SearchScroll hangs when dealing with a big amount of hits

Hi,

I'm using Java API to index/search in elasticsearch. I noticed that
when search results are extremely big (for instance more than 200.000
hits), scroll hangs after it has iterated about 50.000 records.

For instance I have following code to produce a search response:

SearchResponse scrollResp =
client.prepareSearch().setIndices(indexName).setTypes(ES_TYPE)
.setSearchType(SearchType.SCAN).setQuery(buildQuery)
.setScroll(new TimeValue(1000))
.setSize(1000).execute().actionGet();

and then I do following to scroll through the result

while (true) {
scrollResp =
client.prepareSearchScroll(scrollResp.getScrollId()).setScroll(
new TimeValue(1000)).execute().actionGet();
boolean hitsRead = false;
for (SearchHit hit : scrollResp.getHits()) {
hitsRead = true;
def sourceMap = hit.getSource();
sourceMap._id = hit.getId();
resultSet.result.add(sourceMap);
}
if (!hitsRead) {
break;
}
}

The prepareSearchScroll() call tends to hang or even the for loop when
reading the next record. Can't elasticsearch handle such big amount of
hits and should the search be more restricted to produce less amount
of hits?

br, Piotr

Scan is aimed at scrolling large amount of data. Do you see any failures
the logs in the cluster nodes? Iterating through the hits
will definitely not hang, since all are already represented in the search
response, maybe your client does not have enough mem allocated to it to do
the scrolling? Try and use a smaller size (like 100), see if it helps.
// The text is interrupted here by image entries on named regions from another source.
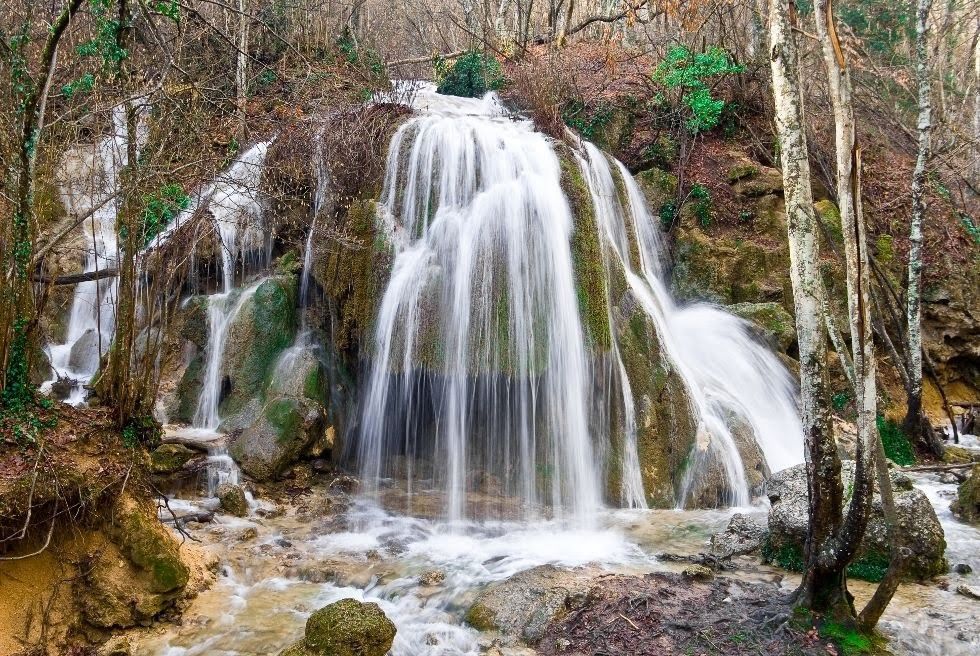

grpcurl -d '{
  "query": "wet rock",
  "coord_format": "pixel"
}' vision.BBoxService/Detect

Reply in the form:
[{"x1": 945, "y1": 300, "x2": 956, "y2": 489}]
[
  {"x1": 217, "y1": 483, "x2": 248, "y2": 517},
  {"x1": 950, "y1": 465, "x2": 980, "y2": 524},
  {"x1": 709, "y1": 513, "x2": 766, "y2": 558},
  {"x1": 681, "y1": 565, "x2": 715, "y2": 581},
  {"x1": 228, "y1": 398, "x2": 324, "y2": 481},
  {"x1": 279, "y1": 599, "x2": 396, "y2": 656},
  {"x1": 330, "y1": 476, "x2": 361, "y2": 494},
  {"x1": 466, "y1": 565, "x2": 590, "y2": 644},
  {"x1": 150, "y1": 444, "x2": 197, "y2": 474},
  {"x1": 419, "y1": 569, "x2": 446, "y2": 585},
  {"x1": 762, "y1": 461, "x2": 947, "y2": 581},
  {"x1": 725, "y1": 302, "x2": 796, "y2": 353},
  {"x1": 956, "y1": 585, "x2": 980, "y2": 601}
]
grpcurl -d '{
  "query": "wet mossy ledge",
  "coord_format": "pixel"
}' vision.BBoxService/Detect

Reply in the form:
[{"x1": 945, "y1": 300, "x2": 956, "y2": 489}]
[{"x1": 0, "y1": 405, "x2": 216, "y2": 654}]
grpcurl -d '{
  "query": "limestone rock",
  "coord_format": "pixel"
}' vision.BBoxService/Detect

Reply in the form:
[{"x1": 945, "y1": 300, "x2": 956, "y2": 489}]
[
  {"x1": 466, "y1": 565, "x2": 590, "y2": 644},
  {"x1": 150, "y1": 444, "x2": 197, "y2": 474},
  {"x1": 950, "y1": 465, "x2": 980, "y2": 524},
  {"x1": 709, "y1": 513, "x2": 766, "y2": 558},
  {"x1": 762, "y1": 461, "x2": 947, "y2": 580},
  {"x1": 725, "y1": 302, "x2": 796, "y2": 353},
  {"x1": 229, "y1": 397, "x2": 323, "y2": 481},
  {"x1": 216, "y1": 483, "x2": 248, "y2": 517},
  {"x1": 279, "y1": 599, "x2": 396, "y2": 656}
]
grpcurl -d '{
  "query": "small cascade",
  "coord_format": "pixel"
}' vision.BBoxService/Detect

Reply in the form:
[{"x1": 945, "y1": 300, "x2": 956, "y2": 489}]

On Mon, May 14, 2012 at 4:28 PM, piotrs piotr.skawinski@gmail.com wrote:

Hi,

I'm using Java API to index/search in elasticsearch. I noticed that
when search results are extremely big (for instance more than 200.000
hits), scroll hangs after it has iterated about 50.000 records.

For instance I have following code to produce a search response:

SearchResponse scrollResp =
client.prepareSearch().setIndices(indexName).setTypes(ES_TYPE)
.setSearchType(SearchType.SCAN).setQuery(buildQuery)
.setScroll(new TimeValue(1000))
.setSize(1000).execute().actionGet();

and then I do following to scroll through the result

while (true) {
scrollResp =
client.prepareSearchScroll(scrollResp.getScrollId()).setScroll(
new TimeValue(1000)).execute().actionGet();
boolean hitsRead = false;
for (SearchHit hit : scrollResp.getHits()) {
hitsRead = true;
def sourceMap = hit.getSource();
sourceMap._id = hit.getId();
resultSet.result.add(sourceMap);
}
if (!hitsRead) {
break;
}
}

The prepareSearchScroll() call tends to hang or even the for loop when
reading the next record. Can't elasticsearch handle such big amount of
hits and should the search be more restricted to produce less amount
of hits?

br, Piotr